One of her professors at Columbia University where she had studied for her MBA after completing her studies in computer science at Touro, advised her to apply for a White House Fellowship. She waited two years until her children were in nursery school. She had been working in her family business. She thought that because of her background, if she was accepted for a fellowship, she would be sent to the Treasury Department. To her surprise, she was sent to the Department of Defense at the Pentagon, where she very quickly distinguished herself and rose through the ranks.
Not long after she started working there, a cybercommand was established, and she was chosen as part of the pioneering team.
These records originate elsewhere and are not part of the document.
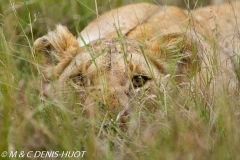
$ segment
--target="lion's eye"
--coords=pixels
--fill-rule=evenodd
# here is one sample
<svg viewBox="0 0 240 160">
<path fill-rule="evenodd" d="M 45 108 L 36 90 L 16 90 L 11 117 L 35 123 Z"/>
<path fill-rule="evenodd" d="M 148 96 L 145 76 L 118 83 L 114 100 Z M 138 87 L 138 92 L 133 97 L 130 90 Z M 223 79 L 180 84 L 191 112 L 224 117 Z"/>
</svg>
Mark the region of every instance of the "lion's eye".
<svg viewBox="0 0 240 160">
<path fill-rule="evenodd" d="M 82 74 L 71 76 L 70 79 L 78 86 L 83 86 L 86 83 L 86 78 Z"/>
<path fill-rule="evenodd" d="M 146 77 L 146 76 L 134 76 L 132 78 L 132 83 L 134 87 L 142 87 L 150 78 Z"/>
</svg>

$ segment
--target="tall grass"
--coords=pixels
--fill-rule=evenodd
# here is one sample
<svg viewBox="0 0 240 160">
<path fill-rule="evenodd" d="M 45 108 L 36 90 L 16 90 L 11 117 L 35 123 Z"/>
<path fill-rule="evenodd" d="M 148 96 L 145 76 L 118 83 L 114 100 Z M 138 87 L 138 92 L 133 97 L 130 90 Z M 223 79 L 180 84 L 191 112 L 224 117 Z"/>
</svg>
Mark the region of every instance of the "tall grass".
<svg viewBox="0 0 240 160">
<path fill-rule="evenodd" d="M 34 40 L 58 23 L 77 35 L 98 14 L 128 1 L 0 2 L 0 154 L 85 150 L 83 159 L 239 159 L 237 96 L 167 97 L 167 114 L 135 107 L 126 130 L 107 112 L 86 119 L 74 95 L 68 101 L 42 96 Z"/>
</svg>

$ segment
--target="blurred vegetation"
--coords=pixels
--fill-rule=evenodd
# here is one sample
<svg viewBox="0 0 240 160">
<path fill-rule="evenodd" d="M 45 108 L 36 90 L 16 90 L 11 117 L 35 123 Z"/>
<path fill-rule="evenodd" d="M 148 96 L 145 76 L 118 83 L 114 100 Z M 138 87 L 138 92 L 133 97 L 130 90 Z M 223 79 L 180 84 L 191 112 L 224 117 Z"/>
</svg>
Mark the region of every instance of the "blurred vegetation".
<svg viewBox="0 0 240 160">
<path fill-rule="evenodd" d="M 112 153 L 116 144 L 123 149 L 118 153 L 119 159 L 239 159 L 239 100 L 223 96 L 214 104 L 201 104 L 196 98 L 191 104 L 198 104 L 193 111 L 176 105 L 169 107 L 166 116 L 145 114 L 147 123 L 141 132 L 132 130 L 127 134 L 116 127 L 118 135 L 105 134 L 108 139 L 101 142 L 106 145 L 103 153 L 96 139 L 103 132 L 104 122 L 84 119 L 74 97 L 63 104 L 41 97 L 41 73 L 32 63 L 33 42 L 56 24 L 66 25 L 77 35 L 96 18 L 96 13 L 129 3 L 150 2 L 191 9 L 210 3 L 96 2 L 0 0 L 0 154 L 4 150 L 86 150 L 85 159 L 117 159 Z"/>
</svg>

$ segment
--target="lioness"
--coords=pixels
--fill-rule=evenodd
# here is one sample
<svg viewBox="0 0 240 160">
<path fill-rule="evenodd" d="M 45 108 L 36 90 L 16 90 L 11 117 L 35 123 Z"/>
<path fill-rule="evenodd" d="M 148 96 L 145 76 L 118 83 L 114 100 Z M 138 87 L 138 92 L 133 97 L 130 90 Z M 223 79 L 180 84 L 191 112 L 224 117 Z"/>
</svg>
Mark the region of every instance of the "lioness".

Her position on this team evolved into becoming the assistant to the director of the National Security Agency, until this week when she received her promotion, which will take effect on October 1. She has not sacrificed any of her religious values and has won the respect of her non-Jewish and secular Jewish colleagues for sticking to her principles.
■ MUCH HAS been made of Evangelical support for Israel. But Christian Zionists have existed since long before the establishment of the state. This is explained by Rabbi Meir Soloveichik in his book Proclaim Liberty Throughout the Land, a biblical history of gentile Zionism. The Israeli launch will be on Monday, August 12, at Beit Avi Chai in Jerusalem. There will be introductory remarks by Rabbi Dr. Stu Halpern of Yeshiva University.